The consortium may also establish quality-assessment centers to assure the quality of samples used in the project, though it has not yet decided how these centers will be organized.
Further, the ICGC has established a number of principles, or policies, by which its members must abide, and guidelines that constitute “best practices” at any given time. While “policies” are expected to be long-term, guidelines are likely to evolve over time as technologies advance and knowledge evolves.
For example, members will seek informed consent according to certain standards, and will make datasets available either through open access or controlled access. For example, normalized gene-expression data, DNA-methylation data, and genotype frequencies will be publicly available, whereas genome sequence files, raw genotype calls, and probe-level gene-expression data, which may identify the donors, will only be available to qualifying researchers.
Consortium members must also agree to rapidly release their data to the scientific community prior to publication, similar to the Human Genome Project, and to publish initial analyses “in a timely manner,” according to the White Paper.

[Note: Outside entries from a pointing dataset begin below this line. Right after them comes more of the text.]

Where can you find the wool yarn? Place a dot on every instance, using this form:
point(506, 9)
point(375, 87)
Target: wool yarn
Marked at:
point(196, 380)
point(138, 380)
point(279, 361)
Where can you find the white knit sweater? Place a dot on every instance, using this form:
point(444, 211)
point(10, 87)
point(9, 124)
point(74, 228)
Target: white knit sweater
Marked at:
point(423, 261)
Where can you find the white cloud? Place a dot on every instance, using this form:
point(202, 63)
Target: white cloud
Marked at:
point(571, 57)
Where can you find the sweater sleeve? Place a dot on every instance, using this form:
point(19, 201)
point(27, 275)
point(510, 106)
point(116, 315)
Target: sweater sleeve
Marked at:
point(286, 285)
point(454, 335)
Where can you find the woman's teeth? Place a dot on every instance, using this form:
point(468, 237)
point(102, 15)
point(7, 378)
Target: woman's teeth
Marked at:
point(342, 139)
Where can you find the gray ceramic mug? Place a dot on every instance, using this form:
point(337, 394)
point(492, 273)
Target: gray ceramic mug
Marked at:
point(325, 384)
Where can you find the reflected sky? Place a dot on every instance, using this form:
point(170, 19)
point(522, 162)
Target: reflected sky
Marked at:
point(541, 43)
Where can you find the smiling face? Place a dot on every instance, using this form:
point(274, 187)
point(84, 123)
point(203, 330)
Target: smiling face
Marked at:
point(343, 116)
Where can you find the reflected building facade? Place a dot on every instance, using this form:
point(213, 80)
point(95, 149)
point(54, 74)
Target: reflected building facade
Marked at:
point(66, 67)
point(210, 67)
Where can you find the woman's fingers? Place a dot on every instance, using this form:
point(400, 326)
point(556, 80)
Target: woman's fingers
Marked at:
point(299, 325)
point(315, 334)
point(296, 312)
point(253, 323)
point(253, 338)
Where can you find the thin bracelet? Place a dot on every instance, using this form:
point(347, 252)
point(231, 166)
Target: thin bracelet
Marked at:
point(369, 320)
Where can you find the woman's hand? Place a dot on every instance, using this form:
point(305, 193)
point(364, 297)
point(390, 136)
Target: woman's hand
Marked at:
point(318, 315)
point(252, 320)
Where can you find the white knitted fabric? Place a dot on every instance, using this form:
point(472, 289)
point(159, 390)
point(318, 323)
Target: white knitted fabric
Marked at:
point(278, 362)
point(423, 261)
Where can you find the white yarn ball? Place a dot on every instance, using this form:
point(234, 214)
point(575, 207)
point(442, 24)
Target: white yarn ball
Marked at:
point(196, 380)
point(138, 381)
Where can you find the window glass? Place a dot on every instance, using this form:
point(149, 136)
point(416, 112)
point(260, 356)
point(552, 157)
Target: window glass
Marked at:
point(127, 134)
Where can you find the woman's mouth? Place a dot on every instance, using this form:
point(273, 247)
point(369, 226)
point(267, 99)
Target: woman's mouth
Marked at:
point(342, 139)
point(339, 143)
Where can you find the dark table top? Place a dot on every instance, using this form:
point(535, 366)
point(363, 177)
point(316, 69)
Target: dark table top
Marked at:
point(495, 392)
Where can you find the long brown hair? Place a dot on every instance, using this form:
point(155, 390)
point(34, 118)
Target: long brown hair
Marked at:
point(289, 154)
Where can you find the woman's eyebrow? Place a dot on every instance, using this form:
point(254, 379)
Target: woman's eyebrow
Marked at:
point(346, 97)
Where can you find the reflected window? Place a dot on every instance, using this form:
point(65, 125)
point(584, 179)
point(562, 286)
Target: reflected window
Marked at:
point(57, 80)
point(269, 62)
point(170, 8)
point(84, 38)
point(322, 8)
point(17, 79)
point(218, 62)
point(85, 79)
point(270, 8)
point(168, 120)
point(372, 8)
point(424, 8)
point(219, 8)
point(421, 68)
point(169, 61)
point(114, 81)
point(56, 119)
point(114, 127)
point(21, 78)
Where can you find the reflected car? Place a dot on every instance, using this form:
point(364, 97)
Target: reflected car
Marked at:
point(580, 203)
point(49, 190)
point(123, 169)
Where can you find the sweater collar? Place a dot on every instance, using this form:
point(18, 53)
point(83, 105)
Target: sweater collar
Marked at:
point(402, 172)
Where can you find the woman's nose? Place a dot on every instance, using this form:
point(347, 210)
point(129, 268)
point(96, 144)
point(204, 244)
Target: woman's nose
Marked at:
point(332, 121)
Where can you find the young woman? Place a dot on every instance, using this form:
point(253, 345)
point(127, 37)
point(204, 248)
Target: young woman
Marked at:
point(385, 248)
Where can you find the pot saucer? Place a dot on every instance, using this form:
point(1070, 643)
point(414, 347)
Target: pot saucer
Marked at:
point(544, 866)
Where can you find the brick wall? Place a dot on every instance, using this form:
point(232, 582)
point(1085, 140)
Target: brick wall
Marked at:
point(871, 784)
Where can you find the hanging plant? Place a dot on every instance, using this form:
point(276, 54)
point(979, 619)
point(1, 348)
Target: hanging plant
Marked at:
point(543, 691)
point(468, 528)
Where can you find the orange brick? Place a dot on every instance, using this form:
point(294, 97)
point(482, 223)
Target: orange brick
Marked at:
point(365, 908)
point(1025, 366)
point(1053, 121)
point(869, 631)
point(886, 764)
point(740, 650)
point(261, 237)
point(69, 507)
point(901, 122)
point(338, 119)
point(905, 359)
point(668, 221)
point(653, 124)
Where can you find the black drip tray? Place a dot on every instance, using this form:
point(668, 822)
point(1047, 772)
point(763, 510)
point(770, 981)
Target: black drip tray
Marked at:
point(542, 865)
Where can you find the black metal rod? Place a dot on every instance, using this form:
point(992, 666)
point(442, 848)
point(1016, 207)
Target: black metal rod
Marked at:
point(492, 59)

They also must promise not to file for intellectual property based on primary data, such as somatic mutations, although they are allowed to make IP claims to “downstream discoveries.”
Hudson, who participated in other international projects like the Human Genome Project and the HapMap project, believes that this consortium is “the best planned in terms of really trying to address most of the issues upfront.
”However, that does not mean everything about the ICGC is set in stone. “We know what the issues are, but we still expect that we will need to evolve as a consortium frequently because of evolving technologies, database structures, and so on.”